June 11, 2025 at 8:29 AM
I was using it on my computer, but if I use mobile, I can sneak in kana practice with the Japanese keyboard. I can also pull up the site any time I'm bored or idle. A powerful strategy...!! Discoveries like this make me so happy...
June 10, 2025 at 12:25 AM
My measly little chromebook had a lot of trouble with the size of this one. The result is the joint struggle of both myself and my poor laptop.

I want to sketch more dynamic poses in the future, so hopefully I work up the motivation.

#art #oc
June 8, 2025 at 4:45 AM
Happy pride month. I'm on the aroace spectrum. I'm lucky to have supportive people around me, I wish the same for everyone else.
Spread the love and acceptance #pridemonth
June 4, 2025 at 6:02 AM
Oh no. I've located a problem. When I feel bad, I want to rest. When I feel good, I also want to rest. There's no point where I actually want to work...
June 2, 2025 at 5:32 PM
I've finally finished my schoolwork for the semester. I need to think a lot about my future now, but my brain has totally logged out. I'm at zero.
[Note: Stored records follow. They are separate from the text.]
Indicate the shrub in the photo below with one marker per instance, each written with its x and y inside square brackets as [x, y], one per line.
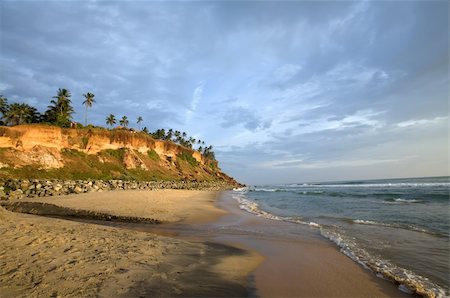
[153, 155]
[118, 153]
[189, 158]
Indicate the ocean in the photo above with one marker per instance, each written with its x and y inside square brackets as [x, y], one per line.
[397, 228]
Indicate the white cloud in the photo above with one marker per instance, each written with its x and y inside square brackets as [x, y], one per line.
[302, 164]
[421, 122]
[286, 72]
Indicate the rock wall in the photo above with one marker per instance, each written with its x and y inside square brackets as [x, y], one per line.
[17, 189]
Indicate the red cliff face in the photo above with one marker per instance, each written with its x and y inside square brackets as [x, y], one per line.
[100, 152]
[29, 138]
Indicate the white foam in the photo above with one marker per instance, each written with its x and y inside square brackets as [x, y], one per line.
[393, 225]
[253, 207]
[408, 280]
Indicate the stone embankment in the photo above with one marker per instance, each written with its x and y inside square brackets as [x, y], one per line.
[21, 188]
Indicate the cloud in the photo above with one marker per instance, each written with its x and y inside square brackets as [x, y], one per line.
[297, 86]
[286, 72]
[421, 122]
[244, 117]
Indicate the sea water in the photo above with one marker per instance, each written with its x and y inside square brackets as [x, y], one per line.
[398, 228]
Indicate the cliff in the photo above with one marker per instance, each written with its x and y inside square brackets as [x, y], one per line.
[49, 152]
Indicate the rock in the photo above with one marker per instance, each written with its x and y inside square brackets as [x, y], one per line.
[78, 189]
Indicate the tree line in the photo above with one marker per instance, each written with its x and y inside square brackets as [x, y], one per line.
[60, 112]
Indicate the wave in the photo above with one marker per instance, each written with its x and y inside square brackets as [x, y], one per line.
[408, 281]
[402, 201]
[394, 225]
[364, 185]
[253, 207]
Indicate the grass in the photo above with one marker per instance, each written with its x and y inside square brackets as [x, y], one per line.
[188, 158]
[153, 155]
[107, 164]
[116, 153]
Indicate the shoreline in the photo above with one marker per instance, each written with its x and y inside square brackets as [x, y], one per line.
[310, 266]
[44, 256]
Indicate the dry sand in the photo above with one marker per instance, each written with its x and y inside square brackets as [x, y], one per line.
[49, 257]
[189, 206]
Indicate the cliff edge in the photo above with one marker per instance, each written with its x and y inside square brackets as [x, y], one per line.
[50, 152]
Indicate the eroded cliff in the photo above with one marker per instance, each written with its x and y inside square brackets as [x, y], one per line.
[39, 151]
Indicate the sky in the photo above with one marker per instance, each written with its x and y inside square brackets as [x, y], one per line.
[285, 91]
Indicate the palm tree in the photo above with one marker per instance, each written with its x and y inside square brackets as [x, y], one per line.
[3, 104]
[61, 111]
[111, 120]
[169, 134]
[20, 113]
[139, 120]
[88, 103]
[124, 121]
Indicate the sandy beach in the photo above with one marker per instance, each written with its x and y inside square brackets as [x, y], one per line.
[215, 249]
[41, 256]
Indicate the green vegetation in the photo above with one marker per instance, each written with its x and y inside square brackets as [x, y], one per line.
[20, 113]
[60, 112]
[139, 121]
[153, 155]
[188, 157]
[88, 103]
[111, 120]
[124, 121]
[73, 153]
[116, 153]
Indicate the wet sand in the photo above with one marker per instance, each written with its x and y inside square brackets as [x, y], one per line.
[298, 261]
[214, 252]
[50, 257]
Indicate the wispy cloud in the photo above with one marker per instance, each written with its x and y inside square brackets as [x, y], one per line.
[305, 89]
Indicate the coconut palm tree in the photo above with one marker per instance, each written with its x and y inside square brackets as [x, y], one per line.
[61, 110]
[3, 104]
[139, 120]
[20, 113]
[124, 121]
[88, 103]
[111, 120]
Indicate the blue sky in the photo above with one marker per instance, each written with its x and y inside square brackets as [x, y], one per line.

All used up. Maybe I'll root myself in spot like a plant, and stay there for a day or two.
May 30, 2025 at 4:01 AM
The past three mornings, when I've had trouble getting out of bed, my big fluffy cat comes to lay down against me. When he finally gets up, I have to get up too. He powered me up, so I need to get his breakfast. I owe it to him.